長男・健太さんの働く女川町も、大きな津波が…
スライドの手前に見える白い建物が、健太が働いた銀行(七十七銀行女川支店)なんですね。すぐには、町が決めた避難場所の高台があったんです。あの日、東日本の沿岸の町を大きな津波が襲ったんです。高台に逃げて助かった多くの人たちがいる一方で、12名の銀行員たちは、津波の犠牲になってしまいました。健太もその一人だったんです。

女川町は、三陸海岸、綺麗な海に囲まれた町なんですね。でも、この海の入り口はV字型になっていて、幅が狭いという特徴があったんです。そのために、一度津波が来ると、水かさが、2倍、3倍と膨れ上がる、そういう場所だったんですね。だからこそ、この町では、「何があっても山に逃げるんだ」そういったことが当たり前とされていました。

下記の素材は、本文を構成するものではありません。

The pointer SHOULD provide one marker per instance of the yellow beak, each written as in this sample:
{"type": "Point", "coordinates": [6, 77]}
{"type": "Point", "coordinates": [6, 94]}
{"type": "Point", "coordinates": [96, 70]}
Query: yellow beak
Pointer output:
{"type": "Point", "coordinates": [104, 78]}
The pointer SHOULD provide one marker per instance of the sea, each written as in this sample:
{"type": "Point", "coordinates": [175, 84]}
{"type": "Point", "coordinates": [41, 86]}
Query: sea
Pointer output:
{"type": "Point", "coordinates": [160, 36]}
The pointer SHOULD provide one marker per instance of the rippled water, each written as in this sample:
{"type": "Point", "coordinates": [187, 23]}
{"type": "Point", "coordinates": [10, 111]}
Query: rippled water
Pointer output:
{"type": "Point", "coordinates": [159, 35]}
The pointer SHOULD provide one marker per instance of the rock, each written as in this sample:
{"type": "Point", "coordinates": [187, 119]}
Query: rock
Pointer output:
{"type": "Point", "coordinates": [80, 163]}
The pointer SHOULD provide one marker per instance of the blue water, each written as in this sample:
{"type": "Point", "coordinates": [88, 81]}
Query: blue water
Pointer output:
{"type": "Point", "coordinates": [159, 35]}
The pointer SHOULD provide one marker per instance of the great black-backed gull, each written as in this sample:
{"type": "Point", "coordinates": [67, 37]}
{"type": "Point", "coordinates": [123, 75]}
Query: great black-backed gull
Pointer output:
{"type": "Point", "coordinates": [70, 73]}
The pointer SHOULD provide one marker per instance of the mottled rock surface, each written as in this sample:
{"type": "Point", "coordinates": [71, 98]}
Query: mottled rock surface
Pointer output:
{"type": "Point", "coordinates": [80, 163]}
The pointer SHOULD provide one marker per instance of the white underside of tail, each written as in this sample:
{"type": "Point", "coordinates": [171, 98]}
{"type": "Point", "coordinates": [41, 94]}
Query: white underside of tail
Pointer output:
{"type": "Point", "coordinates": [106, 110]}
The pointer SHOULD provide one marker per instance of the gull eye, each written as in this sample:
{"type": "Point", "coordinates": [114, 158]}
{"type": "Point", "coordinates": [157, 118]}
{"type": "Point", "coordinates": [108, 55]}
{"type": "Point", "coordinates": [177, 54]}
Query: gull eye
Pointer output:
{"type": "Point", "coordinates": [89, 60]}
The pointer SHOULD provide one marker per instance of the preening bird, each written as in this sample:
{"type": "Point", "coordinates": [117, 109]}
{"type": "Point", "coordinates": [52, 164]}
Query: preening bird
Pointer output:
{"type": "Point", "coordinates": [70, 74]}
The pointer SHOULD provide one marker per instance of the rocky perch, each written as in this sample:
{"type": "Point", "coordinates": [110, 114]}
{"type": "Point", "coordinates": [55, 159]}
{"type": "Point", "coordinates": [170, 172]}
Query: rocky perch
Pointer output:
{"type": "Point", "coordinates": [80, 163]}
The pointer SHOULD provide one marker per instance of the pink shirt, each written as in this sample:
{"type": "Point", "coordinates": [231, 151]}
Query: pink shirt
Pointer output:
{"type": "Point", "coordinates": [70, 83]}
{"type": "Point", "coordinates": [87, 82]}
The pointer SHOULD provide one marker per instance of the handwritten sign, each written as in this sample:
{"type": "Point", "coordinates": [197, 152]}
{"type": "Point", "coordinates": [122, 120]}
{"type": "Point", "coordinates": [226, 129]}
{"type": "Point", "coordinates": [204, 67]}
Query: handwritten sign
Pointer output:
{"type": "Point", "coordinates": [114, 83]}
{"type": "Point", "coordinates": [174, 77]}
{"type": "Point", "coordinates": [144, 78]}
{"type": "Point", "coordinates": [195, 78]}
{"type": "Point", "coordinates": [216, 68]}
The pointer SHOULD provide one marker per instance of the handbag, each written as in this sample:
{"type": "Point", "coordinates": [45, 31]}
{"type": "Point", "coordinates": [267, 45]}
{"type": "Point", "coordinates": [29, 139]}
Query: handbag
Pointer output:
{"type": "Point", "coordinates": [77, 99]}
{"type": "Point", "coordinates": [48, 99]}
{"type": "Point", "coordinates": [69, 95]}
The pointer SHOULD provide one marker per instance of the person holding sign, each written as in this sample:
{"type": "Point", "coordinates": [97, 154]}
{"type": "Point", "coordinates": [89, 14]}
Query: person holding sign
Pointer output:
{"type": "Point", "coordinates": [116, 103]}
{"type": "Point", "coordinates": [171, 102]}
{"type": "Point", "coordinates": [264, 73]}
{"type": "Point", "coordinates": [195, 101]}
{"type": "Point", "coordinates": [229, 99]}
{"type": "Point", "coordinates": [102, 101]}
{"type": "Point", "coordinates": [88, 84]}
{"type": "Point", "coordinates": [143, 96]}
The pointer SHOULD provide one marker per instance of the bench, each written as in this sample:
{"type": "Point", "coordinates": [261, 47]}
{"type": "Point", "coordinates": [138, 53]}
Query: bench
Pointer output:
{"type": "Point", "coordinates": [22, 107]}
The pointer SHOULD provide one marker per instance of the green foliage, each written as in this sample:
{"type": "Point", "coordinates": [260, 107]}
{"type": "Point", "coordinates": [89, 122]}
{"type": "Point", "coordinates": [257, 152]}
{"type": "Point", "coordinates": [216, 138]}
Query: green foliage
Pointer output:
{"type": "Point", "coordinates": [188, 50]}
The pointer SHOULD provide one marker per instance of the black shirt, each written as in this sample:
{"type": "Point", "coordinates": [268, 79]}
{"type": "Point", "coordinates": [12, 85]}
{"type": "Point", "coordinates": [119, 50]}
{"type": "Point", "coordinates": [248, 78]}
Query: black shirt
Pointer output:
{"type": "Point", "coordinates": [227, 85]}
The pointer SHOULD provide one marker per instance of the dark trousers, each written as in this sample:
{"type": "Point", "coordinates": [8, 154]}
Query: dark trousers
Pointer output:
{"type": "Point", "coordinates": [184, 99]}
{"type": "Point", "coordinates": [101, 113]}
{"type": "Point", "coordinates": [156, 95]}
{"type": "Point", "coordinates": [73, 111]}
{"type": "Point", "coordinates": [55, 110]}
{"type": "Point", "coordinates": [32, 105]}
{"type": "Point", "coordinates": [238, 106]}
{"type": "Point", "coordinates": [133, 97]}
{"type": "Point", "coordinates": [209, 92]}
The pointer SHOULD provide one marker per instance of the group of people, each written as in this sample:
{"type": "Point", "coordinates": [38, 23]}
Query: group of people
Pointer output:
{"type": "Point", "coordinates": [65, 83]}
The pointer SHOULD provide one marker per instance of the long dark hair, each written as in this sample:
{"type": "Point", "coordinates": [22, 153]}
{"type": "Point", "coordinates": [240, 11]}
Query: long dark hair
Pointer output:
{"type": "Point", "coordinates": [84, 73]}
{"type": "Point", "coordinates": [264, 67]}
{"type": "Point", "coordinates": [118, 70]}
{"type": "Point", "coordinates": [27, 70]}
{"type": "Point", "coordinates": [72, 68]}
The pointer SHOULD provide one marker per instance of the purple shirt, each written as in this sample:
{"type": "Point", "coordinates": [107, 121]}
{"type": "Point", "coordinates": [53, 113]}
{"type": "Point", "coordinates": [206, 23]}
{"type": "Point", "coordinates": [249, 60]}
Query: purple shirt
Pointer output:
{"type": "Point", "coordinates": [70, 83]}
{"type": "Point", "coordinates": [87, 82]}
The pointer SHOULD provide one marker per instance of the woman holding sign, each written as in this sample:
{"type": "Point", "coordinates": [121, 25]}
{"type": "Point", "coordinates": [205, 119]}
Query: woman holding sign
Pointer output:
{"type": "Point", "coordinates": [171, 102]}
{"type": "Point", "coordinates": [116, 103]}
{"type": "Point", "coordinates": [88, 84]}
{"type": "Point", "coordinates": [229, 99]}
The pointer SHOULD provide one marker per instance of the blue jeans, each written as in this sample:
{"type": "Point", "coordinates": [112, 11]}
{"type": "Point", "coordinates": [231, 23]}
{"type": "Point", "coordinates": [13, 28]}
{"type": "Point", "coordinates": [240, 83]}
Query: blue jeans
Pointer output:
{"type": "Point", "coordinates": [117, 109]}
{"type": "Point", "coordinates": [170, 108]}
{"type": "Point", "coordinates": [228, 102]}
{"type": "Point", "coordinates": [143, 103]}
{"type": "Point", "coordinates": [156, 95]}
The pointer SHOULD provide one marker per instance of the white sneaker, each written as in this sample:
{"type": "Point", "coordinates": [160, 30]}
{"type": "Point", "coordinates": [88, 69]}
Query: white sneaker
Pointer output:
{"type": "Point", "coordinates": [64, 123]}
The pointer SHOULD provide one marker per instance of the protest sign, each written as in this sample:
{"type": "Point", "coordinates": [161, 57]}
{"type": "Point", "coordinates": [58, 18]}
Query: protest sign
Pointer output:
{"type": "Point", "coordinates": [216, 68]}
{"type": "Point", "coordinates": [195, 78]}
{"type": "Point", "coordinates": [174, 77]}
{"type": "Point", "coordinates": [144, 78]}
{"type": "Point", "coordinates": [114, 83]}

この町は、海を埋め立てて作った場所なんです。赤いところが、避難場所の高台なんです。この高台は、国が大きな工事をして作った特別な場所だったんです。山を削って、海抜16mの平らな土地を作って病院を建て、そして、避難場所を作りました。避難するための立派な階段もありました。町の人を守る、スーパーマンのような、すごい高台だったんです。
銀行は海から100m、わずか100mの場所にあったんです。高台までは、260m。ゆっくり歩いて3分。走れば1分です。皆だったらね、もっと早く、この高台に着くと思います。そして、さらにその上には神社もあって、高台に上がれば、さらに、高い場所へ逃げることができたんです。